Nc as potentially outing if linked with previous posts.
Dp doesn't like my best friend. My best friend is also kind of my sister in law (was with my db before he died) and is still very close to me and my family, along with her partner and my nephew (dbs) and niece (current partners). Dp is friends with sil's partner.
My sil will try to arrange doing stuff together and my dp is always really crappy about it. He doesn't control my actions at all and is fine with me going and doing stuff with them but just doesn't want to join us. Sil has never done anything shit to him, he just doesn't like her. Sil also doesn't particularly like dp but she gets on with him okay enough to spend time together every now and then.
I don't mind sometimes doing stuff with them just me and the kids, but I feel like when it's all of us EXCEPT dp his absence is very obvious (especially if he's literally just sitting at home by himself). I don't want to tell sil that dp doesn't like her and doesn't want to spend any time around her because 1. That's just not very nice to have to say is it and 2. I don't want there to be awkwardness any time we are with them because everybody knows that my dp just doesn't like her or want to be around her. And 3. I worry about how it might affect my relationship with sil.

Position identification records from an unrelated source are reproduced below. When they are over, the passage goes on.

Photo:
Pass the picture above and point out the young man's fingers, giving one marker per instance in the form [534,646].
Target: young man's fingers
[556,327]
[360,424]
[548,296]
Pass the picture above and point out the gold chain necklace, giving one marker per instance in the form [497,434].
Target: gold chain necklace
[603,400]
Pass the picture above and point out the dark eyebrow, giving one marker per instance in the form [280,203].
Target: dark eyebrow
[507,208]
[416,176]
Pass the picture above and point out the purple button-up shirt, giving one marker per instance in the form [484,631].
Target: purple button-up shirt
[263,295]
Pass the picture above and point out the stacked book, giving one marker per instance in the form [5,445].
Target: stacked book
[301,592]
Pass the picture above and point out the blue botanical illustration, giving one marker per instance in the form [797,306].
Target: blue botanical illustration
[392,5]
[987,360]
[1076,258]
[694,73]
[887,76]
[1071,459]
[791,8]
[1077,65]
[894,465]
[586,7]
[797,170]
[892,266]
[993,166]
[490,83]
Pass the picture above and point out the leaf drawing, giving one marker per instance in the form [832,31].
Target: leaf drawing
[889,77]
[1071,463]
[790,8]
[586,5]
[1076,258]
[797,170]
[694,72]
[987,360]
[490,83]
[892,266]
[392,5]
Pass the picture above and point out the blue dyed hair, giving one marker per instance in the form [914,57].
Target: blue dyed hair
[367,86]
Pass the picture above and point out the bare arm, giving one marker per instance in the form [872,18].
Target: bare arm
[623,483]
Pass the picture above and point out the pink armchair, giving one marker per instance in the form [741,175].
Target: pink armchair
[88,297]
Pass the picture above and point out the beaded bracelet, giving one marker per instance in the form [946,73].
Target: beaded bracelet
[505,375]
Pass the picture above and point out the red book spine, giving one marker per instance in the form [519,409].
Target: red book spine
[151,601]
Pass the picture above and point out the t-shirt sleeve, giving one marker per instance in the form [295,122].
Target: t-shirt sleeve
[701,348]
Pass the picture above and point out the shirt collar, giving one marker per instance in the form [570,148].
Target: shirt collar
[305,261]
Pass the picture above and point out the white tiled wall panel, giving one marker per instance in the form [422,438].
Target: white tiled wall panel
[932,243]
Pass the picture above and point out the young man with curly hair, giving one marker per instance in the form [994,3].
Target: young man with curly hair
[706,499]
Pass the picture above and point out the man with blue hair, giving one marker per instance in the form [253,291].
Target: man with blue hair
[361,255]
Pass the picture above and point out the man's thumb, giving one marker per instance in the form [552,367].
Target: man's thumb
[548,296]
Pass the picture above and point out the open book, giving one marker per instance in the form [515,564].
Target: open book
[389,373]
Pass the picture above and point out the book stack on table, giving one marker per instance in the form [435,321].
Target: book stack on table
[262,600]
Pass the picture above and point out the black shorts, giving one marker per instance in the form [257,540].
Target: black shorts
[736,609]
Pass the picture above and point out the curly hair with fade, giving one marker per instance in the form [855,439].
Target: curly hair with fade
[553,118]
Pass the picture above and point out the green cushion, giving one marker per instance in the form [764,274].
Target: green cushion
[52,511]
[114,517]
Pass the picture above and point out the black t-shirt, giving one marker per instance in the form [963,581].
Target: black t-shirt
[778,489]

I feel like the choices are to 1. Tell sil he doesn't like her 2. Lie when they ask why he didn't come 3. Dp comes enough for it not to be blatantly obvious he doesn't like her and won't be around her.
This of course is alongside the fact that I don't like that my dp doesn't like sil, and don't want to be limited in what I can do with my family. I want to be able to go for a pub lunch or picnic with my dp, kids AND my sil etc.
I don't want to MAKE my partner spend time with people he doesn't want to, I don't believe that that's right and it feels controlling. But he doesn't actually have a really bad time in their company - there's no arguments, there's some laughter and decent conversation. I think he tells himself he won't enjoy it because he doesn't like her, so is already in a negative headspace when seeing them, but actually has an okay time. We only see them around once a month so it's not like I'm asking him to be around her all the time! So I feel like him compromising and doing it sometimes isn't too big of an ask? But maybe I'm wrong and he shouldn't have to compromise? Would appreciate other perspectives as I'm really struggling with this, thanks very much.